Per questo motivo Trieste ha tutto il diritto, se non l’obbligo, di agire in giudizio a tutela delle proprie ragioni sportive ed economiche. Qui non si vuole discutere sul fatto che la retrocessione sul campo dei giuliani sia ineccepibile, ma il punto fondamentale è che se esistono delle regole, tali regole vanno rispettate da tutti e la giustizia non può in alcun modo essere adattata al soggetto che non le rispetta e tantomeno ai suoi obiettivi. Non è prevedibile quali siano le reali possibilità di successo di un’azione in tal senso, ma questa è una questione di principio sulla quale non è possibile sorvolare, per il bene del movimento stesso che altrimenti si troverebbe ostaggio di un precedente pericoloso ed imbarazzante. Pur riconoscendo che le probabilità di esibirsi il prossimo anno nel campionato cadetto siano vicine al 100%, è indispensabile che Trieste dia un segno di forza, di presenza, di pretesa di essere rispettata, anche a costo di diventare “indigesta” alla stanza dei bottoni romana.
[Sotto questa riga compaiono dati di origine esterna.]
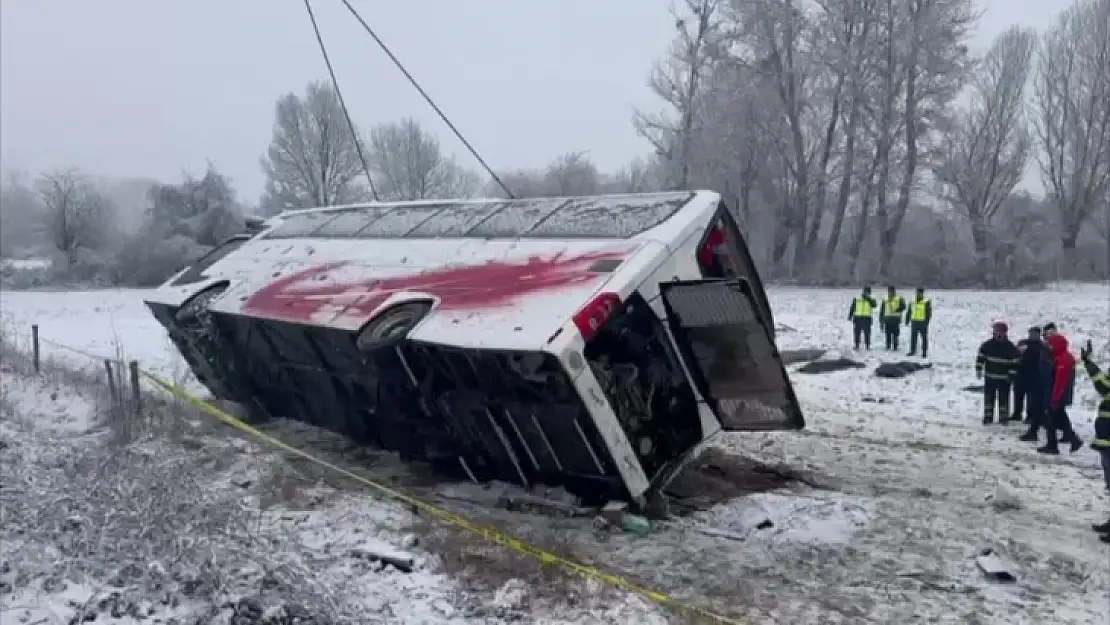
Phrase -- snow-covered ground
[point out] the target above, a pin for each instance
(911, 479)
Quali sono le vie per agire? Il presidente De Meo ha affermato nei giorni scorsi che la società sta ancora valutando il da farsi avvalendosi dell’assistenza di un prestigioso studio legale milanese. Trieste non ha merito per intervenire nella vicenda della giustizia sportiva, in altre parole non può ricorrere avverso la sentenza d’appello che ha condannato Varese a 11 punti di penalizzazione in quanto non è parte attiva né passiva della questione. Tutte le interpretazioni ed i dubbi suscitati dalle due sentenze della procura federale si riducono, alla fine, al solo esercizio di espressione di opinioni personali, senza possibilità di discuterne nella stessa sede. Sarebbe dunque necessario adire alle vie della giustizia ordinaria, nella fattispecie al TAR, chiedendo che le cause del danno subito a causa di una sentenza che la Società giudicherebbe errata vengano eliminate (e dunque venendo ripescata come diciassettesima partecipante al prossimo campionato) o, in subordine, che venga risarcito il danno economico subito per lo stesso motivo: in tale secondo caso la Federazione potrebbe agire in autotutela, al fine di evitare di dover sborsare un’ingente somma di denaro, riammettendo Trieste al massimo campionato. Quali siano i tempi di reazione da parte del Tribunale Amministrativo Regionale è difficile prevederlo, anche se le deadlines dettate dall’inizio delle stagioni sportive potrebbero determinare un’accelerazione decisionale. E’ un pertugio sottile e fugace, agire tempestivamente potrebbe fare la differenza ed in ogni caso bisognerebbe poi avere il tempo di riorganizzarsi dal punto di vista sportivo in dipendenza della categoria nella quale si dovrebbe competere nella prossima stagione, magari cercando di trattenere quelli che attualmente sono i “pezzi pregiati” ancora per poco sotto contratto. Ma pur riconoscendo che le probabilità di esibirsi il prossimo anno nel campionato cadetto siano vicine al 100%, è indispensabile che Trieste dia un segno di forza, di presenza, di pretesa di essere rispettata, anche a costo di diventare “indigesta” alla stanza dei bottoni romana.